Nehemiah spent about a dozen years serving as Judah’s governor. He went back to Persia, but was sent back to Judah a second time, apparently because some important Jews were abusing their power.
Location
Four stops: Persian capital city of Susa, then to Jerusalem, back to Susa, and back to Jerusalem.
Nehemiah’s story starts in the palace of the Persian king, in Susa—now Shush, Iran. The story quickly shifts to Jerusalem, roughly a thousand miles away (1,600 km). There, repairs the city’s broken walls. About a dozen years later he goes back to see the king, perhaps because his leave is up or to celebrate the king’s 32nd year on the throne. But he gets sent back to Jerusalem, perhaps on a mission to clean up the corruption caused by the high priest.
Purpose
Nehemiah’s memoires tell how he led Jerusalem-area Jews on a miraculous, 52-day marathon construction job: repairing Jerusalem’s walls and rebuilding the gates.
With the walls built, he picked a new project. As he put it:
“I cleaned up that town.
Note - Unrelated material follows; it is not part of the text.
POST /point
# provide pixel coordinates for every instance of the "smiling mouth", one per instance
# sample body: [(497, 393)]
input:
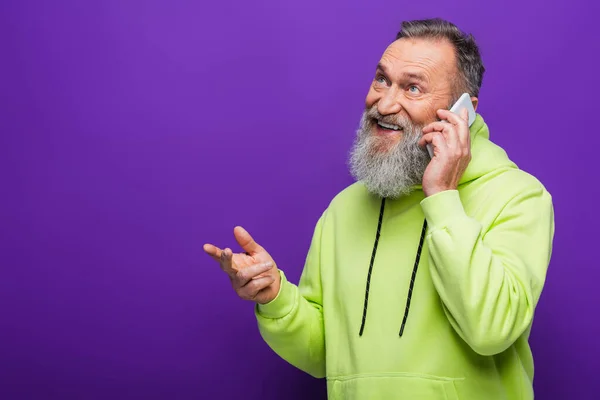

I got rid of everything that wasn’t kosher” (Nehemiah 13:30).
He forced the Jews to stop buying and selling on the Sabbath; he closed the city gates during Sabbath, so merchants couldn’t come in.
He appointed honest Jews as Temple treasurers. The high priest had been hoarding the grain, wine, and other donated items instead of sharing them with Temple workers as their salary. Jewish law said Temple workers share what is donated.
That put the Temple workers back on the job. They had started working on farms to make a living. So, Temple singers were making music again, Guards stood at the gates. And Jews were again bringing their donations and sacrifices to the Temple.
Jerusalem was looking Jewish again.
Nehemiah ended his memoire with a prayer:
“Don’t forget who I am, God. Remember the good parts of my life” (Nehemiah 13:31).
Who can’t warm up to a prayer like that?